By Aisha Tamba
Information Minister Ebrima Sillah was full of praise for the National Strategy for the Development of Statistics (NSDS) programme.
“It informs us of data availability and paucity during the period and allows for adjustment when necessary, for example, if an unplanned government project or programme is introduced which is not captured in any development programme,” he said at a launching of the second-generation of the NSDS-II 2018-2019 in The Gambia.
NSDS was formulated to enable The Gambia build a reliable statistical system that produces the data necessary to design, implement and monitor national development policies and programmes.
Minister Sillah explained that the NSDS is a multi-year statistical development programme which outlines all the key activities to be implemented by the National Statistical System (NSS).
He said the idea is to plan activities of the NSS efficiently. He said this will help coordinate work between producers of official statistics.
He said the programme legitimatises data collection from respondents and formalise administrative data provision
“In the case of The Gambia, the NSDS II was developed in line with the NDP 2018-2021 and therefore it is in place to provide most of the needed data for its assessment,” he said.

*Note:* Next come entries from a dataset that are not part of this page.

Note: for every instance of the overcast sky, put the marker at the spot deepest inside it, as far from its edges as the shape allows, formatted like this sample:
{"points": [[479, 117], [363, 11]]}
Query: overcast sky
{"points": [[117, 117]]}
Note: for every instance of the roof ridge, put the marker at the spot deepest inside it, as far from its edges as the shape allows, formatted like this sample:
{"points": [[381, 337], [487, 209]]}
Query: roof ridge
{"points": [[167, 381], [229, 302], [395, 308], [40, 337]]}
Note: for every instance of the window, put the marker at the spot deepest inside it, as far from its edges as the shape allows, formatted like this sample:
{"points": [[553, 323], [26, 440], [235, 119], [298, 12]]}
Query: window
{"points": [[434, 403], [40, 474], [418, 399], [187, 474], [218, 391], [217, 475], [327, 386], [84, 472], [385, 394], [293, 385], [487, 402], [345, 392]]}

He said statistics are very critical for evidence-based decision-making and should therefore be aligned with national and international development agendas.
“The Gambia has the Vision 2020 framework which has been the basis for the Poverty Reduction Strategy Paper (PRSP) programme which were later followed by the Programme for Accelerated Growth and Employment (Page) covering the period 2012-2015, and now the National Development Plan for the period 2018-2021.
“Data generated through NSDS II will provide reliable assessments of key economic and social strategies at the national and sectoral levels and also cover all aspects of development including measures of economic output and those of the well-being of the citizens/individuals of the society.
“Policy formulation and critical decision-making also require good and timely statistics.
Similarly, adequate statistics are needed to measure the efficiency of service delivery and the determination of resources in an efficient manner,” he explained.
He revealed that the full implementation of the NSDS II was estimated to have cost US$29,291,000.
He called on the relevant government sectors, development partners, the private sector, civil society organisations and all other partners to support the implementation process.
“Statistics is a public good and therefore should be everyone’s business to ensure that timely quality data are produced and disseminated,” he concluded.